There was a well-intentioned effort to streamline the system during the Obama administration, but while the Clemency Initiative commuted the sentences of about 1,700 nonviolent offenders who had already served at least a decade in prison, it also added about six additional steps to the process.
By the time the stick figure gets to the top of the napkin, 25 years could have passed.
For Rudy Martinez, another of Osler’s clients, a life sentence for drug trafficking lasted 26 years, until President Barack Obama commuted his sentence in 2016. Martinez has spent the days since taking college classes, volunteering with at-risk youth and reconnecting with his two sons, who grew up while he was in prison.

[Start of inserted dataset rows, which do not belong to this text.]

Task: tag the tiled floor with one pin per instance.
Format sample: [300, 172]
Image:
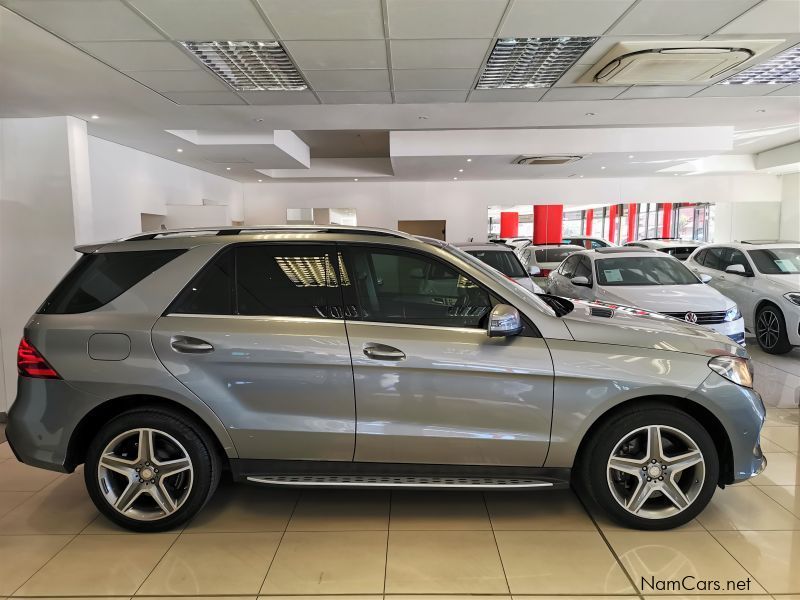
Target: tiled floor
[251, 541]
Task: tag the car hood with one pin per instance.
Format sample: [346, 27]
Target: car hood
[606, 323]
[667, 298]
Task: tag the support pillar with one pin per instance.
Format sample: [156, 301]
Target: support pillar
[548, 220]
[509, 224]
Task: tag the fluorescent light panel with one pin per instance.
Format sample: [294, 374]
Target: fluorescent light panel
[531, 62]
[249, 66]
[781, 68]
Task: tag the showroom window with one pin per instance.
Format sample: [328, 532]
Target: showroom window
[410, 288]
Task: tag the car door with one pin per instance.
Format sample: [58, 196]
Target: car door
[431, 386]
[259, 336]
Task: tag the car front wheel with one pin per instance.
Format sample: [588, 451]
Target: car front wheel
[650, 468]
[150, 470]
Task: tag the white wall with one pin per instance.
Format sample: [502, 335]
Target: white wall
[463, 204]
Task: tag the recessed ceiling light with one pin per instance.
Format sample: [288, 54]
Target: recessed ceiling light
[531, 62]
[249, 66]
[781, 68]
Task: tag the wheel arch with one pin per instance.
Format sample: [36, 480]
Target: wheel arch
[697, 411]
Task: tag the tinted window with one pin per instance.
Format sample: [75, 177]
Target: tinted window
[505, 262]
[97, 279]
[286, 280]
[643, 271]
[777, 261]
[404, 287]
[211, 292]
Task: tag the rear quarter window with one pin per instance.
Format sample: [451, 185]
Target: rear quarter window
[96, 279]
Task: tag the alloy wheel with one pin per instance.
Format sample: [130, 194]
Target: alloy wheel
[656, 472]
[145, 474]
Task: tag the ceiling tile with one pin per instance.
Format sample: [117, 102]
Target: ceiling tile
[553, 18]
[724, 91]
[429, 19]
[772, 16]
[500, 95]
[357, 54]
[349, 80]
[279, 97]
[659, 91]
[438, 54]
[430, 96]
[204, 98]
[179, 81]
[139, 56]
[355, 97]
[583, 93]
[433, 79]
[206, 20]
[86, 20]
[666, 17]
[332, 20]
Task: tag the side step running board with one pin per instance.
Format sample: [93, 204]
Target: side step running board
[463, 483]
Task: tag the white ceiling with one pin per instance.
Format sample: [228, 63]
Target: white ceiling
[374, 66]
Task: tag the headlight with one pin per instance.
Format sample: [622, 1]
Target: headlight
[793, 297]
[733, 368]
[733, 314]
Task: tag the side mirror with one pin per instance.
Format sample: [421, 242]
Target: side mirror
[504, 321]
[736, 270]
[581, 280]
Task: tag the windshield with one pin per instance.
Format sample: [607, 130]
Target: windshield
[643, 270]
[777, 261]
[505, 262]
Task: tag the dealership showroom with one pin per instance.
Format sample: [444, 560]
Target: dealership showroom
[370, 299]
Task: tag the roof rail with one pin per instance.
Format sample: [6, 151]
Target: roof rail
[244, 230]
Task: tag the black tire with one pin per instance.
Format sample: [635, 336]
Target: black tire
[206, 466]
[591, 477]
[771, 333]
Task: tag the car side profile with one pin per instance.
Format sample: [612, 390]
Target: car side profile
[764, 280]
[333, 356]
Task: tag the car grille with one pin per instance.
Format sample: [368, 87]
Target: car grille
[709, 318]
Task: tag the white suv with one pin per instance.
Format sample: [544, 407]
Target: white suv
[763, 278]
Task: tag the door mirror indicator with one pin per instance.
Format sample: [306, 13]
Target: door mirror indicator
[581, 280]
[504, 321]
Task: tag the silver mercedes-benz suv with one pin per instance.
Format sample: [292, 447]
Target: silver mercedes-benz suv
[333, 356]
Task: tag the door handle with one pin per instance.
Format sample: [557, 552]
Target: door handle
[382, 352]
[190, 345]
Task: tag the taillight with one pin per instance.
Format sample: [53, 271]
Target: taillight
[32, 364]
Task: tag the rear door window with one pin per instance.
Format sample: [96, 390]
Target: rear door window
[97, 279]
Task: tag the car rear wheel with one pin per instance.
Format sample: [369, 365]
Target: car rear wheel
[150, 470]
[771, 330]
[650, 468]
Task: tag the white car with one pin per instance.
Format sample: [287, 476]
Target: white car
[648, 280]
[680, 249]
[503, 259]
[545, 258]
[764, 280]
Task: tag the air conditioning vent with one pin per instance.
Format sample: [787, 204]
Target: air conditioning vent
[545, 160]
[671, 63]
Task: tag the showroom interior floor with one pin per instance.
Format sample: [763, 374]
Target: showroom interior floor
[252, 541]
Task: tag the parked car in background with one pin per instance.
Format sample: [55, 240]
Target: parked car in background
[504, 260]
[546, 258]
[680, 249]
[588, 242]
[646, 279]
[764, 280]
[327, 356]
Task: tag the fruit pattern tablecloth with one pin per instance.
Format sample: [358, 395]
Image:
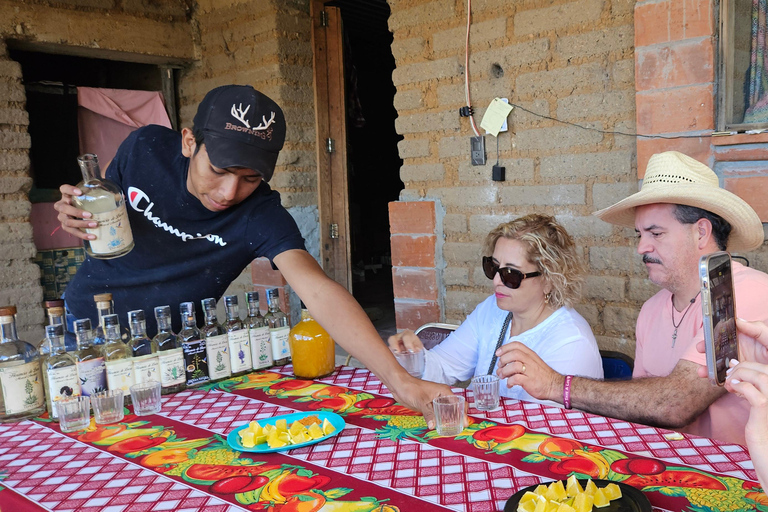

“I’ll be the first to admit I messed up,” Martinez said. “I knew the difference between right and wrong. … I blame myself. It was a costly decision.”
He was caught selling drugs in his neighborhood in 1992 and sentenced under old guidelines that punished possession or distribution of crack cocaine with sentences a hundred times harsher than comparable amounts of powder cocaine. Rather than stew about the injustice, he signed up for every class he could behind bars. Now, he’s working toward a degree in social work.
“It’s never too late to turn your life around,” he said.
The federal system Martinez left behind is so dysfunctional, it had become one of the few topics in Washington where the interests of everyone from bleeding-heart liberals to hard-nosed libertarians overlap. Fiscal conservative Grover Norquist is pushing for sentencing reforms, and so is presidential son-in-law Jared Kushner, who knows firsthand what it’s like to visit a parent in prison.
Erin stays hopeful, and so does her advocate. If her paperwork doesn’t catch the president’s eye, her sentence will be up in 2020, and she has a plan. She’ll find a fast-food job, maybe two, she told Hennessy. She’ll save up her money until she has enough to go to cosmetology school. Maybe someday she’ll have her own shop. Maybe someday she and her family will live a quiet life.
“We’ve seen it work,” Hennessy said. Past clients have left prison and gone to school, found work. One guy just realized a lifelong dream and started his own food truck.
“Providing hope into people’s lives gives them something to live for,” Hennessy said. “It gives me something to live for.”